Figure 6. Variant space of the state S2
has one control, three proper, and two hybrid state variants.
The relationship of concurrence between two variations V1 and V2 has the following properties:
- Symmetric: If variation V1 is concurrent with variation V2, then V2 is concurrent with V1.
- Not Reflexive: a variation cannot be concurrent with itself.
- Not Transitive: If V1 is concurrent with V2 and V2 is concurrent with V3, then V1 and V3 need not be concurrent.
Variant server supports two runtime strategies for managing concurrent variations: a simplified, pseudo-serial strategy, called disjoint concurrency and the more powerful conjoint concurrency, as discussed in the next two sections.

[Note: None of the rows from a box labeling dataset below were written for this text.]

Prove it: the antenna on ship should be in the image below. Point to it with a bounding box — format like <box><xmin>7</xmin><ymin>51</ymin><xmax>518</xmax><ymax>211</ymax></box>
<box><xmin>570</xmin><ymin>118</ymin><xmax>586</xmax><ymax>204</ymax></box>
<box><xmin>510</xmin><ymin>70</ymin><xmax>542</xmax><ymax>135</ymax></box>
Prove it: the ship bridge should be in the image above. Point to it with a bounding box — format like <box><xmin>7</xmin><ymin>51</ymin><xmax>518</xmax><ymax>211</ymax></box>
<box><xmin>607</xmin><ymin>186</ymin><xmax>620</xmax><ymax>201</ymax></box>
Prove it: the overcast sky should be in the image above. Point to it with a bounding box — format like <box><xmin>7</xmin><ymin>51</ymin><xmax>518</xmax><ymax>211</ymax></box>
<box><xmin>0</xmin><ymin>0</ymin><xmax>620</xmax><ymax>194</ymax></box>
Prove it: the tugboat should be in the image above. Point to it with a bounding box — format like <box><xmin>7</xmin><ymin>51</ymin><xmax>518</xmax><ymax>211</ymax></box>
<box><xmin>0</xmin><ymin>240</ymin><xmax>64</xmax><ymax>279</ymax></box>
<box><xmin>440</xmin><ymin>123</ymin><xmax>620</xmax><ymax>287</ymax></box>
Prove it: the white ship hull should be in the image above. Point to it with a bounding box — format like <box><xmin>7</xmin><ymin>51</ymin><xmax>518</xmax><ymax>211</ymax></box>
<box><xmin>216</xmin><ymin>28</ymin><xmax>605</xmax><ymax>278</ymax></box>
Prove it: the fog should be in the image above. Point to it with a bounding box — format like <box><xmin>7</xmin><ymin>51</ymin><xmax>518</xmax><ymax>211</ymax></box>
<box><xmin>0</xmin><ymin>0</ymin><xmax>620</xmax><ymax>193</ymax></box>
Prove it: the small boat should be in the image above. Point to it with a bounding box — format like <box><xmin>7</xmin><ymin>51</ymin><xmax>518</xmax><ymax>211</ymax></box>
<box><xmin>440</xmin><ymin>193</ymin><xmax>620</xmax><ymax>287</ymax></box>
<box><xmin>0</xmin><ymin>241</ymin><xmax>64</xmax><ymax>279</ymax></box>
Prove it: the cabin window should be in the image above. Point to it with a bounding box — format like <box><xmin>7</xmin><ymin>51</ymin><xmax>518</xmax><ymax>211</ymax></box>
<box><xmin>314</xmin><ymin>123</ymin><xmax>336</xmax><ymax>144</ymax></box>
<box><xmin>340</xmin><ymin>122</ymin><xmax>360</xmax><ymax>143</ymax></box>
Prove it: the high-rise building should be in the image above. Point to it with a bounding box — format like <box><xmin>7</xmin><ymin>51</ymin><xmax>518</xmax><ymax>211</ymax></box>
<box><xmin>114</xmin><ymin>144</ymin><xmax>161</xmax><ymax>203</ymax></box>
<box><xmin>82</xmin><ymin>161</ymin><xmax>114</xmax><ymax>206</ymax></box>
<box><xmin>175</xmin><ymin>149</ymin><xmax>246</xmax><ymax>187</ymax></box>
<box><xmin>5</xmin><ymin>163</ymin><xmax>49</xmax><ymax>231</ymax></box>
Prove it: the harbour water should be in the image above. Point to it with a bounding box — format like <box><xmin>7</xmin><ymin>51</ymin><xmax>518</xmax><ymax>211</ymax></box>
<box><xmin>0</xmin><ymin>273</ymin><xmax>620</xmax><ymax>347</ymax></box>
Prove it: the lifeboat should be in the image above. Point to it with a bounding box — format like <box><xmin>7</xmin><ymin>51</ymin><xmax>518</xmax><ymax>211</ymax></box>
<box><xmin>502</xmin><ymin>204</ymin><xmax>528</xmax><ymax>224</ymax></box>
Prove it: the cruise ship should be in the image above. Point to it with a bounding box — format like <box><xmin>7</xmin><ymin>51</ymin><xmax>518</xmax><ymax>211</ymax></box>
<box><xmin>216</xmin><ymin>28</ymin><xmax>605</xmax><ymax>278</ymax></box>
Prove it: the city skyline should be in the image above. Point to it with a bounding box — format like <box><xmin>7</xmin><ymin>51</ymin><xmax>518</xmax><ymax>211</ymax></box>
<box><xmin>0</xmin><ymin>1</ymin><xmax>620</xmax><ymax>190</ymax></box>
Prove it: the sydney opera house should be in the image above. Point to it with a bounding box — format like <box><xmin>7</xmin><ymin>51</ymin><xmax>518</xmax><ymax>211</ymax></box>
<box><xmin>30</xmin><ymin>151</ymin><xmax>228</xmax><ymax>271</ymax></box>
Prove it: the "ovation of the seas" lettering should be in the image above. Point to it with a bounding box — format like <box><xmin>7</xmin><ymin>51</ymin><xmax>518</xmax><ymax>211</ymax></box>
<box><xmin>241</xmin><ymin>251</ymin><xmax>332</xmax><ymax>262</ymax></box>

3.8.2. Disjoint Concurrency
First, let’s consider a pseudo-serial execution, when the two variations are traversed in isolation. To support Blue variation by itself, application developer needs to implement the S2blue
experience. Similarly, to support Red variation in isolation, (probably some other) developer needs to implement its two variant experiences S21red
and S22red
. This is a perfectly acceptable scenario, so long as no user session ends up targeted to variant experiences in both variations. If that were to happen, the host application would have no code path, implementing both S2blue
and S21red
state variants at once.
This type of constrained concurrency is referred to as disjoint concurrency and is the default behavior. Unless instructed otherwise (as described in the next section), Variant will not target a user session to two variant experiences in two concurrent variations. This default makes sense: application developers should not have to communicate with each other simply because they work on overlapping features.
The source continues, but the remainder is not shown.